Thanks to everyone who contributed to this thread, either on the PostGIS
[1] or the PostgreSQL [2] mailing lists. I will try to summarize everything
in this message, which I will actually post on both lists to give an update
to everyone. I hope it can be useful for other people interested. Please
feel free to add more advice and other experiences, this is always useful!
Performance
===========
* CPU
Good CPU required for faster processing. Number of cores helps in parallel
processing, but number of users != number of queries (Example: with no more
than 4 concurrent users, it should be fine with a single quad-core CPU).
* Memory
Examples go from 8 to >32 GB RAM.
* Disks
Lots of I/0 with geoprocessing requires fast disks: best with SSD,
otherwise 10k/15k RPM. An alternative would be to store indexes on faster
disks and data on slower disks (need to tune PostgreSQL).
Better to have direct-attached storage (DAS), i.e. on the server directly
(direct transfer between RAM and disks); external storage requires good
network (additional RAM increases performance).
* Massive multi-user environment (lot of simultaneous connections): pgpool
[3] (Linux/UNIX only). pgpool can be added later on, no need to worry about
it as a start.
Platform
========
Linux is the platform of choice:
* Easier administration (install/configuration/upgrade), which is also true
for addons/dependencies (starting with PostGIS, but also GEOS, GDAL, PL/R);
* Better performance [4];
* More tuning options (limited with MS systems);
There is still the possibility of a virtualbox on a MS server.
Other considerations
====================
* Backup: integrate a script that runs daily pg_dump daily to export and
upload DB to storage box (which is part of the backup system)

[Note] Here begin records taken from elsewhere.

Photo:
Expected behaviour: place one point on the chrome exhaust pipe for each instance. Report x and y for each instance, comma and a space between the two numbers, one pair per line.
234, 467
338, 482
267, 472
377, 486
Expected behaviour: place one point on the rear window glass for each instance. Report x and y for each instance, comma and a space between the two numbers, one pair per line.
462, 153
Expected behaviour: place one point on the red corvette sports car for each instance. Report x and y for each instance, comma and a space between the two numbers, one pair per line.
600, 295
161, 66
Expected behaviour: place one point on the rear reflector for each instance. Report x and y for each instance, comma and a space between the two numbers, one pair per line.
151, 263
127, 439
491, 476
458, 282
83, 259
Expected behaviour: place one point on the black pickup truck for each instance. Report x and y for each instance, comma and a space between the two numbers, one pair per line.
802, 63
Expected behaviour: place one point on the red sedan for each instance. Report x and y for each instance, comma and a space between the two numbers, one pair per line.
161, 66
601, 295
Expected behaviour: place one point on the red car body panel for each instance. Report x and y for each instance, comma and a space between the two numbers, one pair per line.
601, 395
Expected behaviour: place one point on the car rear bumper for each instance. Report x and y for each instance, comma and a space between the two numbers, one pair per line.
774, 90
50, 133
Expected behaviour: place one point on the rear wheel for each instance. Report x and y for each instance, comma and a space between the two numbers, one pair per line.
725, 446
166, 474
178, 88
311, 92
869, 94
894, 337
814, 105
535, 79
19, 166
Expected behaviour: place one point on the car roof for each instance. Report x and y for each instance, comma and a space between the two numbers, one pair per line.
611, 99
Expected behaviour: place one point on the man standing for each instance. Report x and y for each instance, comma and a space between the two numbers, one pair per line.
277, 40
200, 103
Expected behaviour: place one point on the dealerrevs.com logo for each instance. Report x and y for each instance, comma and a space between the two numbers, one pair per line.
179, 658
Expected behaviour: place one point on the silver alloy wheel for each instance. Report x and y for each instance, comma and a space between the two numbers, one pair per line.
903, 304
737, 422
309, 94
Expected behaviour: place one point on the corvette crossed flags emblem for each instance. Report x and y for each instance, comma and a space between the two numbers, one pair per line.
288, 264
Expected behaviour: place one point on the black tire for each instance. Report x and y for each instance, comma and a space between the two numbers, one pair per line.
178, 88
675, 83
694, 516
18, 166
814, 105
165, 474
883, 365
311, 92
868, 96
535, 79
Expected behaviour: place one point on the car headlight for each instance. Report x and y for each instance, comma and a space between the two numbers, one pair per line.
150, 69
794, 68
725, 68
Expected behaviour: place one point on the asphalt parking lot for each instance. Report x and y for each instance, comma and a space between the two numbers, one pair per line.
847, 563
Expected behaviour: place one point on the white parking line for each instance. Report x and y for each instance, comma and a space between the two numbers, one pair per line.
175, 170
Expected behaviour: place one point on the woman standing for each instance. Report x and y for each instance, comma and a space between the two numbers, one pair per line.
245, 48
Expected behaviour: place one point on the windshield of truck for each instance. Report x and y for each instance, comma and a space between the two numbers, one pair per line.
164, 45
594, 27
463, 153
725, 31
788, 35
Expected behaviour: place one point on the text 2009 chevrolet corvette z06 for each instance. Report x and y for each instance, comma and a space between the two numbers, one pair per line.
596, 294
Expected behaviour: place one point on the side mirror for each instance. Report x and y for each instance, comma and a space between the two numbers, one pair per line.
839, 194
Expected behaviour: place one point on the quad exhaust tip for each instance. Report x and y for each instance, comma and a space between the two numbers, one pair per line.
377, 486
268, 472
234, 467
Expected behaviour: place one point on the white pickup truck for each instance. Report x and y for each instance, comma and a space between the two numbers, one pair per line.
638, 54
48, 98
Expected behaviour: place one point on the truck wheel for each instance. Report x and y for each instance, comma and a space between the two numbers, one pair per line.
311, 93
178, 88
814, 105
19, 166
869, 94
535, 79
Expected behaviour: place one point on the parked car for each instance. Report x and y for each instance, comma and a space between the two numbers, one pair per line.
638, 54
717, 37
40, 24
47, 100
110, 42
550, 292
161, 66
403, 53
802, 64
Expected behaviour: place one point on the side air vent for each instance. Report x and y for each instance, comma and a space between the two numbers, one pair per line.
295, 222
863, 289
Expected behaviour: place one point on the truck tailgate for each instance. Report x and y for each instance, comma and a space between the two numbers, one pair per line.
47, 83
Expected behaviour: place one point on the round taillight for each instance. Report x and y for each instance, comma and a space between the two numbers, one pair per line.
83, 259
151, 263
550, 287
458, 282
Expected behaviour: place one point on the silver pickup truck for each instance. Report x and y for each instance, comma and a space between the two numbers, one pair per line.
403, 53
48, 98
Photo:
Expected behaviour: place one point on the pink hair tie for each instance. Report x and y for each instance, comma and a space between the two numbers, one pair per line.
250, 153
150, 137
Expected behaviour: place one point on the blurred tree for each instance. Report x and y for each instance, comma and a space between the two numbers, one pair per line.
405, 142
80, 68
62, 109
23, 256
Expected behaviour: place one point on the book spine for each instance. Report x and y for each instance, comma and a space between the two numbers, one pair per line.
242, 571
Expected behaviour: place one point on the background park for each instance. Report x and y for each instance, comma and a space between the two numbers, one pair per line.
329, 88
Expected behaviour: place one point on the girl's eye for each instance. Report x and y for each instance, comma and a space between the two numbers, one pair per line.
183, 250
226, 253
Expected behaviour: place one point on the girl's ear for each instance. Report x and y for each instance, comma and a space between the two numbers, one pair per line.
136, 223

* Integration with R: a dedicated R server brings more flexibility /
extensions (e.g. Shiny) / performance (more cores and memory available for
PostGIS) except if data transfer is the bottleneck. Use Pl/R for small
functions (also if it fits naturally into PostgreSQL workflow) / otherwise
in R with PostgreSQL connector.
Example setups
==============
* Dell Precision 2×6 cores, 20 GB RAM, SSD for indexes, 7200 HDD for big
tables [Rémi Cura]:
Various usages, from visualization (few users) to complex queries with a
lot of reading/writing (several users).
* Bare metal machine with ESXI; PostgreSQL machine with 8Gb RAM; 2
quad-core processors; PostgreSQL tuned for fast reads, with large cache;
pgPool; disks: 2 7.200RPM disks - with RAID 1 [George Silva]:
12 concurrent QGIS users, editing around 50.000 km² of land use coverage in
1:5000 scale with lot of detail (in two separate DB). More editing than
processing; some heavy queries (e.g. "complete feature" tool from QGIS) can
take some time.
* Nominatim (OpenStreetMap data) [5]: > 1 GB RAM necessary, >32 GB
recommended; 700 GB HDD; SSD recommended; example machine: 12-core with
32GB RAM and standard SATA disks, I/O limiting factor.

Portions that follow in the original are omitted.